# Random



## Oli (Apr 1, 2005)

Hey, i know this is pretty random, but i found one of these sites that claims to have xbox's etc. for just £20, but you have to wait in one of thse line thingies, this one seems pretty legit, www.getfreegifts.co.uk and ships worldwide, if anyone is going to enter it like me, then please enter my reference number,so you will help me out at the same time, it is : 1546.

Does anyone know any sites like this?

Thanks


----------



## Chris Dickie (Apr 1, 2005)

I thought about doing this before, never bothered though

You have to wait for a certain number off people to join - eg xbox = 10 ppl

10 ppl spending £20 each = £200, they will get xbox cheaper and make money

its all just a scam to make them money to be honest

where you have joined xbox list you are in 21st place, the first person needs another 5 people so you need 20x10+5 ppl = 205 people to join before you get your xbox, I would say you will be waiting months if not years before you get it, by which time xbox's will probably be very cheap


----------



## Oli (Apr 2, 2005)

No, if you refer 10 people, (they enter your special reference number when they pay their £20 for whatever item), then you jump to the top of the list, getting either your free gift, or the cash alternative.
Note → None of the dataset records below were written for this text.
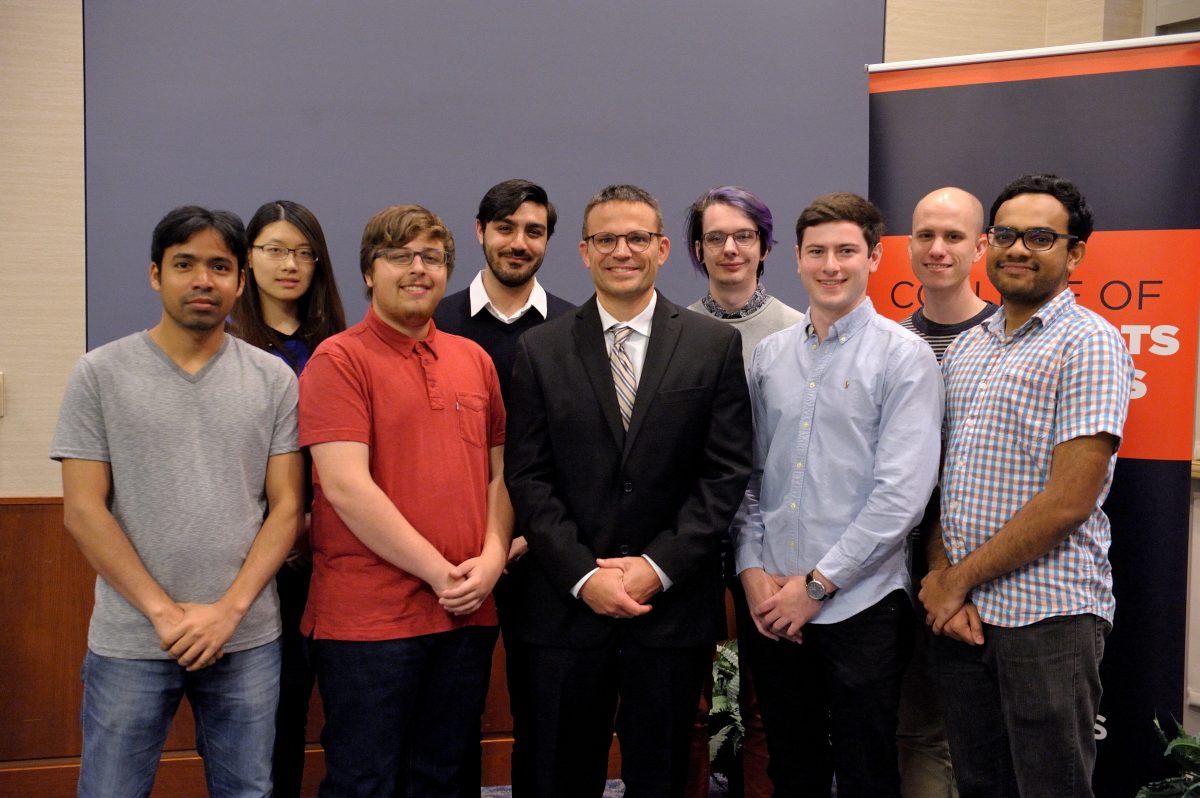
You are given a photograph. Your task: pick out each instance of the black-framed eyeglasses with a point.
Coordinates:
(402, 257)
(636, 240)
(280, 252)
(717, 239)
(1036, 239)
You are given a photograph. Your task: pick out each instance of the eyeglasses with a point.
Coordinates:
(636, 240)
(279, 252)
(431, 258)
(717, 239)
(1036, 239)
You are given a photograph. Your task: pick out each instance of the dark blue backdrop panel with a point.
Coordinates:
(351, 107)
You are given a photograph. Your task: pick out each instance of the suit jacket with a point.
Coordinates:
(582, 487)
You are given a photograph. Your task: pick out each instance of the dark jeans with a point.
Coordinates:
(1020, 709)
(829, 705)
(297, 679)
(517, 682)
(401, 711)
(571, 717)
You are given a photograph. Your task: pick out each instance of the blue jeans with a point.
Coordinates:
(129, 705)
(1020, 709)
(400, 714)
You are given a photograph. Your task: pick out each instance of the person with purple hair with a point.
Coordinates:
(729, 234)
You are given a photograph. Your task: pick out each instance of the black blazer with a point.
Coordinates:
(582, 487)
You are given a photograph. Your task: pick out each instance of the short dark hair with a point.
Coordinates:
(623, 193)
(843, 207)
(504, 198)
(396, 226)
(1079, 215)
(319, 309)
(186, 221)
(733, 197)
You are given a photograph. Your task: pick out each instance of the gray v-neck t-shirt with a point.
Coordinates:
(189, 460)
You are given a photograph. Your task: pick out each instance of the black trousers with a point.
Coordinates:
(829, 705)
(648, 693)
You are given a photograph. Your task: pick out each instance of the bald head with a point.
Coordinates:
(954, 201)
(947, 239)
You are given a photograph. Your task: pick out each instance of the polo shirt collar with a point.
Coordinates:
(397, 340)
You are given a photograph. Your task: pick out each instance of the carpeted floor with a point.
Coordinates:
(612, 790)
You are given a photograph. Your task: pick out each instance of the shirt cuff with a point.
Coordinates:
(663, 577)
(579, 586)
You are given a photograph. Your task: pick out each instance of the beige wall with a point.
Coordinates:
(919, 29)
(41, 231)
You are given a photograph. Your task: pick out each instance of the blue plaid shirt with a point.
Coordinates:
(1009, 400)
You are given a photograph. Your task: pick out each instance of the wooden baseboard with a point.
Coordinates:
(183, 773)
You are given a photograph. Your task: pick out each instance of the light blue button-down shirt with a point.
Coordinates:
(847, 438)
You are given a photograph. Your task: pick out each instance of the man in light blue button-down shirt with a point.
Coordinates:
(847, 413)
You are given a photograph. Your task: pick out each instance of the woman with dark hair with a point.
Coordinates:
(289, 305)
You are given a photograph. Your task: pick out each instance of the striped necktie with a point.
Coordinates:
(623, 373)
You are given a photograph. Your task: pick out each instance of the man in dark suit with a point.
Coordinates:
(627, 460)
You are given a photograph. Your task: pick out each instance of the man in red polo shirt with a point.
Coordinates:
(411, 522)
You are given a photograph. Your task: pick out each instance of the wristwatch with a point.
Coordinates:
(815, 589)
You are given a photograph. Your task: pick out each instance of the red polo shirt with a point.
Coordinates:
(429, 411)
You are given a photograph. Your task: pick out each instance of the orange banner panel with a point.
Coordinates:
(1147, 285)
(1156, 57)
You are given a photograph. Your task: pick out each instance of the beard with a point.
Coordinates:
(511, 277)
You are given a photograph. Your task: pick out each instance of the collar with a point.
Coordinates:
(479, 300)
(1054, 309)
(847, 325)
(753, 306)
(641, 323)
(397, 340)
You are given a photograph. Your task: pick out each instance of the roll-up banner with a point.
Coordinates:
(1122, 120)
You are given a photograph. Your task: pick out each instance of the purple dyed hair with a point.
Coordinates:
(735, 197)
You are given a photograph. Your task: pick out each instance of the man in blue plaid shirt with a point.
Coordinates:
(1020, 586)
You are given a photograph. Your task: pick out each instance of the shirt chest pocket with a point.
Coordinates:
(1027, 399)
(472, 412)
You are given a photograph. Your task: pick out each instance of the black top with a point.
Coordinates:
(497, 339)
So you get an xbox for £20 still.


----------



## Chris Dickie (Apr 2, 2005)

I forgot abgout referals

It doesn't say if you refer 10 people you get your free gift, it says you jump to the top of the list if you refer 10 people which still means you need to wait for another 10 people to join the list(unless all people you refer join the same list)

Doing it this way they can make even more money! 10 x referals = £200 + 10 x people joining list = £200. They can make up to £400 per person doing it this way!


----------